Point d’esprit de prosélytisme chez les anciens ; aucune ardeur pour enseigner ; point de retraite au désert pour y vivre avec Dieu et pour y sauver les sciences. Quel pontife de Jupiter eût marché au-devant d’Attila pour l’arrêter ? Quel lévite eût persuadé à un Alaric de retirer ses troupes de Rome ? Les barbares qui entraient dans l’empire étaient déjà à demi chrétiens ; mais voyons-les marcher sous la bannière sanglante du dieu de la Scandinavie ou des Tartares, ne rencontrant sur leur route ni une force d’opinion religieuse qui les oblige à respecter quelque chose, ni un fonds de mœurs qui commence à se renouveler chez les Romains par le christianisme : n’en doutons point, ils eussent tout détruit. Ce fut même le projet d’Alaric : " Je sens en moi, disait ce roi barbare, quelque chose qui me porte à brûler Rome. " C’est un homme monté sur des ruines et qui paraît gigantesque.

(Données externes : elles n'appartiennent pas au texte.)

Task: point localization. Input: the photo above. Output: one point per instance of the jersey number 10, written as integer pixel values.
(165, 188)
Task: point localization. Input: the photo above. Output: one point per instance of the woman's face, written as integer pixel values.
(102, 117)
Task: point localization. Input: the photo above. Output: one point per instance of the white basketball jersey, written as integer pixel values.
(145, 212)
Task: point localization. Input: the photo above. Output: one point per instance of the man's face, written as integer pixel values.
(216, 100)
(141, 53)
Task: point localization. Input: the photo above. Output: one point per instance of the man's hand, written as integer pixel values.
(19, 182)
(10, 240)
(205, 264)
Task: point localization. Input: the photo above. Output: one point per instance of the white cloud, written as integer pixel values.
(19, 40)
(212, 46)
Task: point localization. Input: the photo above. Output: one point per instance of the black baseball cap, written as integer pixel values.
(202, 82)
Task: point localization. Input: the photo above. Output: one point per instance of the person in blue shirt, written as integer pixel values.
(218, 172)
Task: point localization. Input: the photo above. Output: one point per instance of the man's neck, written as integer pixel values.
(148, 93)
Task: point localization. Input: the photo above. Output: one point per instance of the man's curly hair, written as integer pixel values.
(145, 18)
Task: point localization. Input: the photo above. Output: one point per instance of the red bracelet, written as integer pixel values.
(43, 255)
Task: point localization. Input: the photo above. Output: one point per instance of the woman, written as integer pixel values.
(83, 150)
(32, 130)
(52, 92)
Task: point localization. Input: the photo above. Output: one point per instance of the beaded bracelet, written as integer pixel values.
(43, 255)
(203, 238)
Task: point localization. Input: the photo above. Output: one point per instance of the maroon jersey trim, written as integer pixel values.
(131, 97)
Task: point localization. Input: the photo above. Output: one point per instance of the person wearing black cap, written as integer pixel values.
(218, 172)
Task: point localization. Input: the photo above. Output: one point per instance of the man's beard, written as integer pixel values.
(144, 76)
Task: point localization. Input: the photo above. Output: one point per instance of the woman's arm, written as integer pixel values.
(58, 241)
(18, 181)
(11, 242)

Des différents peuples qui envahirent l’empire, les Goths semblent avoir eu le génie le moins dévastateur. Théodoric, vainqueur d’Odoacre, fut un grand prince ; mais il était chrétien, mais Boëce, son premier ministre, était un homme de lettres chrétien : cela trompe toutes les conjectures. Qu’eussent fait les Goths idolâtres ? Ils auraient sans doute tout renversé comme les autres barbares. D’ailleurs ils se corrompirent très vite, et si au lieu de vénérer Jésus-Christ ils s’étaient mis à adorer Priape, Vénus et Bacchus, quel effroyable mélange ne fût-il point résulté de la religion sanglante d’Odin et des fables dissolues de la Grèce !

Le polythéisme était si peu propre à conserver quelque chose, qu’il tombait lui-même en ruine de toutes parts, et que Maximin voulut lui faire prendre les formes chrétiennes pour le soutenir. Ce César établit dans chaque province un lévite qui correspondait à l’évêque, un grand-prêtre qui représentait le métropolitain[1]. Julien fonda des

  1. Eus., lib. XIII, cap. XIV ; lib. IX, cap. II-VIII. (N.d.A.)